Rasulullah Sallallahu Aleyhi ve Sellem şöyle buyurur: “Yolculukta olan üç kişinin kendilerinden birini emir tayin etmemeleri helal değildir.”[3] “Üç kişi yolculuğa çıkarsa, kendilerinden birini emir tayin etsinler”[4] Ebu Hureyre’den de Radıyallahu Anhu aynı manada hadis rivayet edilmiştir.
Şevkani Rahimehullah, “Neylu’l-Evtar” isimli kitabında yukarıda verilen hadisleri belirttikten sonra şöyle der: “Abdulah bin Amr ve Ebu Said el-Hudri’nin Radıyallahu Anhuma rivayet ettikleri iki hadisin benzerini Bezzar, Ömer ibnu’l-Hattab’tan Radıyallahu Anhu sahih bir sened ile şu lafızla rivayet etmiştir: “Üç kişi olarak bir yolculukta iseniz, birinizi emir tayin edin.
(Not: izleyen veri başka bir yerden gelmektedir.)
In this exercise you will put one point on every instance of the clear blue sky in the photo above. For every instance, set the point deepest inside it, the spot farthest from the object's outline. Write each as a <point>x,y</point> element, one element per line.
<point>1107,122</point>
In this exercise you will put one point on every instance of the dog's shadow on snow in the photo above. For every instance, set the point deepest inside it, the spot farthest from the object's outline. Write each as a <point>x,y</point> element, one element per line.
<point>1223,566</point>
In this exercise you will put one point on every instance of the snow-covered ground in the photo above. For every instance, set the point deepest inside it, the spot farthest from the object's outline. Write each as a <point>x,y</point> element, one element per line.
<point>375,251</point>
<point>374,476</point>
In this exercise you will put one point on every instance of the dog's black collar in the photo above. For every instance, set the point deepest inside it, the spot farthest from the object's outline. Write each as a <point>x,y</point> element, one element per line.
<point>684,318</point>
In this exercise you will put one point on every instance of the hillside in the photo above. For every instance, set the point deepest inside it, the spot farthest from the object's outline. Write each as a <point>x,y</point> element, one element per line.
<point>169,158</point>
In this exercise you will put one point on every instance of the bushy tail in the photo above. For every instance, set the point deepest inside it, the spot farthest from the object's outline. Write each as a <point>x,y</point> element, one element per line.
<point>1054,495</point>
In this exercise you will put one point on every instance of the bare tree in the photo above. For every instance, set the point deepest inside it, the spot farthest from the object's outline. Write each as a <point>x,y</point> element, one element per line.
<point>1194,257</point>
Bu, Rasulullah’ın Sallallahu Aleyhi ve Sellem tayin ettiği bir emirdir.” Yine Bezzar, Abdullah bin Ömer’den Radıyallahu Anhuma sahih bir isnad ile merfu olarak şunu rivayet eder: “Üç kişi yolcu ise, içlerinden birini kendilerine emir yapsınlar.” Taberani de bunu, aynı lafız ve sahih bir sened ile İbn-u Mes’ud’tan Radıyallahu Anhu rivayet etmiştir. Bu hadisler birbirini desteklemektedir. Ebu Davud ve Munziri, Ebu Said ve Ebu Hureyre Radıyallahu Anhuma hadisleri hakkında bir şey söylememiştir. Ali bin Bahr hariç, her iki hadisin ravileri de sahihlerin ravilerindendir. Ali bin Bahr sika bir ravidir. Ebu Hureyre’nin, “Üç kişi yolculuğa çıkarsa, içlerinden birini kendilerine emir yapsınlar” hadisi de bu hadisler arasındadır. Bütün bunlar üç ve daha çok kişiden oluşan her yolcu kafilesinin başlarına emir tayin etmelerinin gerekliliğini belirtir. Çünkü böylece kötülük ve bozukluklara yol açan anlaşmazlıklar önlenmiş olur. Emir olmadığı zaman herkes kendi görüşünde diretir ve arzusuna uyan şeyleri yapar. Hatta birbirlerinin helakına sebep olabilirler. Ancak aralarında bir emir varsa, ihtilaf azalır, birlik olmaları kuvvetlenir.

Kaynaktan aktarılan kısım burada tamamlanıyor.